A few days before moving into a care home, Mrs B gives her daughter a necklace worth £1,000 that she had owned for several years.
This would not be considered deliberate deprivation of assets because personal possessions are not taken into account during the financial assessment.
Mr C gives his son a gift of £3,000 to put towards a house deposit. The money comes from Mr C’s savings. Mr C is fit and healthy when he gives his son the money but a month later, he is diagnosed with a terminal illness and needs to move into a care home.
This would not be considered deliberate deprivation of assets, as Mr C had no reason to expect he would need social care when he gave the gift.
Mr C gives his son a gift of £3,000 to put towards a house deposit. The money comes from Mr C’s savings. Mr C gives his son the gift a month after he is diagnosed with a terminal illness and shortly before he is due to move into a care home.

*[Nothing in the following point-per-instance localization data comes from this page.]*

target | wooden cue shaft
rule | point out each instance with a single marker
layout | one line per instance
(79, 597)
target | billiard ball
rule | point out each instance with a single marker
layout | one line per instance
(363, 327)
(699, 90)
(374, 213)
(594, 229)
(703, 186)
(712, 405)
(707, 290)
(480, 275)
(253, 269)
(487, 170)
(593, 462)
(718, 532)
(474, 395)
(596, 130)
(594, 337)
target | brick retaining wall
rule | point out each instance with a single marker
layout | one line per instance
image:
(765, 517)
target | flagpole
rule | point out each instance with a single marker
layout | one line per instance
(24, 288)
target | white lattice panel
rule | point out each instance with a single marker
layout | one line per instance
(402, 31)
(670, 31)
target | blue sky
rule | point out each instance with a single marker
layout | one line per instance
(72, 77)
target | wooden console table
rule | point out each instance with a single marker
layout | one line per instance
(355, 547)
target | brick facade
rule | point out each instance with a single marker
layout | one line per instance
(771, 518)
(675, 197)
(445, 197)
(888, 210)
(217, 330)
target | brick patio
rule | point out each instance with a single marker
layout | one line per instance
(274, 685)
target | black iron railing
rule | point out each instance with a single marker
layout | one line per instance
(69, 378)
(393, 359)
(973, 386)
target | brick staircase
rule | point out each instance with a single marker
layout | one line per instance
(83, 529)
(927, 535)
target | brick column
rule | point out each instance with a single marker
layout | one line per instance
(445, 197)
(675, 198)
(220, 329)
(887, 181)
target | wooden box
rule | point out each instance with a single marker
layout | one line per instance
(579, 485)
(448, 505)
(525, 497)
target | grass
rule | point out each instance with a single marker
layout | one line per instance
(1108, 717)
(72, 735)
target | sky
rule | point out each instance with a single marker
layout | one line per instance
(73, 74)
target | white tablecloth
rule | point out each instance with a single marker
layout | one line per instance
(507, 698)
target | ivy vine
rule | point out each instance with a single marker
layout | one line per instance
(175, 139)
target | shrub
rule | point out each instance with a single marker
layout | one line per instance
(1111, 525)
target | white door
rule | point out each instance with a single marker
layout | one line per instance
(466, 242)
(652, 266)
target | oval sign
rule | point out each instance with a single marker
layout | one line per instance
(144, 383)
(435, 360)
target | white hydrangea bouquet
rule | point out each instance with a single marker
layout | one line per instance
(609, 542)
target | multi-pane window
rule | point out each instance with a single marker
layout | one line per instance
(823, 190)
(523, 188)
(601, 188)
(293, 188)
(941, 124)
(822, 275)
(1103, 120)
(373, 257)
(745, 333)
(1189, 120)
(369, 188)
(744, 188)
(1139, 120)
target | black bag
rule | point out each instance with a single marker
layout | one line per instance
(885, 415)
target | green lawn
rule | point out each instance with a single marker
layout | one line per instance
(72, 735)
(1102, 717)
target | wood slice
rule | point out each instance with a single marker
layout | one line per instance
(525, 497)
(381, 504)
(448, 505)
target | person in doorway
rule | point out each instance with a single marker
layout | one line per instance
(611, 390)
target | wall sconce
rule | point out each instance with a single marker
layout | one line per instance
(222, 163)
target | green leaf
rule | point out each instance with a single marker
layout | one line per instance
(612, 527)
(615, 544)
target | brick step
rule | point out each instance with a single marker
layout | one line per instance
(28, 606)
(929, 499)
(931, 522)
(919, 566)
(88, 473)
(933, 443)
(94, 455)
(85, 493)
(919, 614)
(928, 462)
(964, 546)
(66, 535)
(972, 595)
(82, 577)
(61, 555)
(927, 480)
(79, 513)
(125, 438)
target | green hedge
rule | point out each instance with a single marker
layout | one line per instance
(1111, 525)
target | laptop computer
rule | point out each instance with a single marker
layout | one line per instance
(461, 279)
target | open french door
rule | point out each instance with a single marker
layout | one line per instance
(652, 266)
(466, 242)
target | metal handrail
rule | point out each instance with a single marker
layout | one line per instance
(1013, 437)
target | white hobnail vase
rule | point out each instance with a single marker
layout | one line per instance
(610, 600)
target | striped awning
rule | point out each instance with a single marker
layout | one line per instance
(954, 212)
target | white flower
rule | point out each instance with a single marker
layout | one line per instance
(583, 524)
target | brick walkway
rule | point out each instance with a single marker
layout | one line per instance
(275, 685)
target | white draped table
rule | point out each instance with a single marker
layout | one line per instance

This could be considered deliberate deprivation of assets, as the local authority could view the gift as an attempt to reduce the amount he would have to pay in care home fees.
The Myth of the 7 Year Rule
If you’re familiar with the rules on Inheritance Tax, you might be familiar with the ‘7 year rule’. Essentially, if you give someone a gift like a property or a large sum of money, the recipient will have to pay inheritance tax if you die within seven years of gifting it. For this reason, many people believe that deprivation of assets will not apply to any capital they gave away more than seven years ago. However, no such rule exists.
In fact, the local authority can look as far back as they like when deciding whether you have deliberately deprived yourself of assets. Whether you gave away an asset last week or ten years ago, it could still be subject to Deprivation of Assets rules. It all depends on your health at the time of the gift and your intentions in giving the asset away.